Seven women filed a civil-rights lawsuit in May against Urth Caffe, claiming they had been discriminated against April 22 because they were wearing hijabs, traditional headscarves worn by some Muslim women.

The cafe’s owner has denied the allegation and in June filed a countersuit accusing the women of trespassing by refusing to leave.


Urth Caffe attorney David Yerushalmi said during a court appearance Tuesday that the women became rude and disrupted other patrons by videotaping them after learning about the cafe’s policy of not allowing customers to stay at their tables longer than 45 minutes during peak business times.

The women’s attorney Mohammad Tajsar filed a motion with the court claiming that the restaurant’s lawsuit was retaliation for the women’s public allegations of discrimination.

Judge John Gastelum ruled against that motion Tuesday, effectively allowing Urth Caffe’s claim against the women to move forward.

He set a trial date in both lawsuits for late August.

Tajsar’s motion was based on California’s anti-SLAPP statute, which allows a court to strike a complaint, known as a strategic lawsuit against public participation, that is intended to burden critics exercising their rights of petition or free speech with the cost of a legal defense until they abandon their criticism or opposition.

Gastelum wrote in his ruling that the trespassing claim is not based on the women’s verbal or online discussions but rather on their refusal to leave the cafe after they were asked.

“[The cafe’s] cause of action for trespass is not based on any act in furtherance of a person’s right of petition or free speech under the United States or California Constitution in connection with a public issue,” he wrote.

Tuesday’s hearing was the first time a judge has reviewed the case since both sides filed their complaints.

The women said they were ushered out of Urth Caffe by two police officers after a manager said they had violated the restaurant’s policy of allowing only a 45-minute stay during peak times.

According to the women’s lawsuit, they had gathered on a Friday night to meet friends over pizza, pecan pie and coffee when a manager interrupted them at about 8 p.m. to ask if they were waiting for more orders.
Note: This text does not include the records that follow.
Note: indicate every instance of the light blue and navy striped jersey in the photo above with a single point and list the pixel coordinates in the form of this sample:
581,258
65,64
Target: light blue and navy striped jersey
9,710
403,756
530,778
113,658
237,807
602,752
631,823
The manager returned before 8:15, saying he “expected a busy evening and needed to clear tables of patrons who had been seated for longer than 45 minutes,” according to the suit. The women said there were at least 20 empty tables around them.

Their lawsuit alleges they were removed because of their appearance, though it does not claim the manager made reference to that.

The removal “left us shaken, disrespected and shocked,” Soondus Ahmed, a software engineer, said in May. “We committed no crime, and it felt surreal that we were escorted out.”

During arguments in court Tuesday, Yerushalmi said the women were asked to leave after becoming rude and disrupting other customers, which could adversely affect the cafe’s business. He said they claimed discrimination only after they were asked to leave.

Tajsar argued that the trespassing complaint stemmed from the women’s protected speech.

“The only allegation of harm has to do with protected activity,” Tajsar said. “The women perceived the cafe’s conduct to be discriminatory, and they made it known.”

Gastelum ruled that the women “failed to meet their initial burden to demonstrate that their act underlying [the cafe’s] cause of action was an act in furtherance of right of petition or free speech.”